L’appel à la souveraineté montre aussi, comme dans tout autre pays d’Europe, une méconnaissance (incompréhension) de ce qu’est l’UE. Un couple, pas plus tard que la semaine dernière, a été surpris quand je leur ai annoncé que le Parlement européen était élu par nous, les citoyens. L’homme, se retournant vers sa femme, lui a demandé : « Ah bon, nous votons ? » Oui, monsieur. Le RU est d’ailleurs la 2e force au parlement européen en nombre d’élus.
Ces critiques effectuées par les « outers » sont intéressantes, car elles font échos à celles de nos eurosceptiques nationaux. Des arguments sans fond, mais faciles, jouant énormément des peurs et haines de tout un chacun.
L’on voit ainsi mieux les défauts dont nous-mêmes sommes perclus en observasse ces réactions ici. Les mémés discours populistes percent en Europe, il est urgent de les combattre.
Cependant, les soutiens sont nombreux. Il y a, à mon sens, une incompréhension du continent vis-à-vis du RU. L’Ecosse, le Pays de Galle et l’Irlande du Nord sont majoritairement pro-européens. L’Angleterre certes moins, mais les supporters de l’Europe sont – je ne parle que de mon expérience personnelle – profondément entichés de l’idée européenne. Oui, le RU aime aussi l’Europe, peut-être plus que nous ne pouvons l’observer sous nos contrées. Peut-être, au final, plus polarisé ? C’est ce qui ressort de nos porte-à-porte et tractages : les personnes ayant déjà une opinion ont une forte opinion. Il reste, malheureusement, une population fortement apathique et désintéressée de la chose publique.

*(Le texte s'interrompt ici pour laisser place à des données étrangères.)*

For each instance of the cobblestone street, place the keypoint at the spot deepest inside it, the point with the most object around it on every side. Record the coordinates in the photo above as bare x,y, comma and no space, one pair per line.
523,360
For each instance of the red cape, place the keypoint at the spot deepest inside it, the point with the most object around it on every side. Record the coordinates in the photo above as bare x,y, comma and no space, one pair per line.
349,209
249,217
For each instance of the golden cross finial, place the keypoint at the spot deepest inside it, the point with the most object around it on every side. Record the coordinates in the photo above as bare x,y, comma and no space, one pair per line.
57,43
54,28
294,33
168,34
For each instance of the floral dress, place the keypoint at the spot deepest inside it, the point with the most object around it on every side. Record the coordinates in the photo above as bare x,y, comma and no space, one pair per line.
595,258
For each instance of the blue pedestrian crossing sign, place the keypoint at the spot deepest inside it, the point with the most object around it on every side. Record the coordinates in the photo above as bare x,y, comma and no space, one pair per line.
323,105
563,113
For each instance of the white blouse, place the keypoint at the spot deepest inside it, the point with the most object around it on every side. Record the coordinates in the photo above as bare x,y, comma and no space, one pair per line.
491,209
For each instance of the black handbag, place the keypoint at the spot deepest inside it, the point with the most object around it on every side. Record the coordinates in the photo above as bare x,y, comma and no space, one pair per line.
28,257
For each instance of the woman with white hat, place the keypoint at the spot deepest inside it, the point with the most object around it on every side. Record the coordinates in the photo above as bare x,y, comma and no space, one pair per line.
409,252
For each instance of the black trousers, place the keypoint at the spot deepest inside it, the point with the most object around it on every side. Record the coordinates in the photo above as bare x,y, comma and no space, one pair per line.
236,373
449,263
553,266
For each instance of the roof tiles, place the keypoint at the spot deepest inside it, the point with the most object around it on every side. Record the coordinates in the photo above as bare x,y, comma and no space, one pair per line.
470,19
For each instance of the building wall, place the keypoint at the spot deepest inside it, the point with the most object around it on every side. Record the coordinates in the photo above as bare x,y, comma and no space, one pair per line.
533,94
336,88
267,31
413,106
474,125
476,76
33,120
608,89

Pour finir sur une note amusante (qui, du moins, m’a fait rire), les meilleurs arguments « contre » auxquels j’ai eu droit :
3/ « On ne peut pas faire l’Europe avec les Français, on ne peut pas leur faire confiance : en 1940, ils ont déserté la ligne Maginot. »
2/ « L’Europe est voué à sa perte, c’est Nostradamus qui l’a prédit, on ne peut rien faire ! »
1/ « Faire l’Europe avec les Français (décidément !) c’est impossible : en 1066, ils sont venus pour piller et violer. » (oui, Guillaume le Conquérant 🙂 )
Cela n’est rien, en revanche, contre ce couple qui vient vous serrer la main pour vous remercier de faire campagne pour « remain » et demande des posters pour (je cite !) « faire chier le voisin qui a un panneau Leave ».
Ca, ça fait chaud au cœur. Il en faut peu.
En croisant les doigts (et battant le pavé) jusqu’au 23 juin.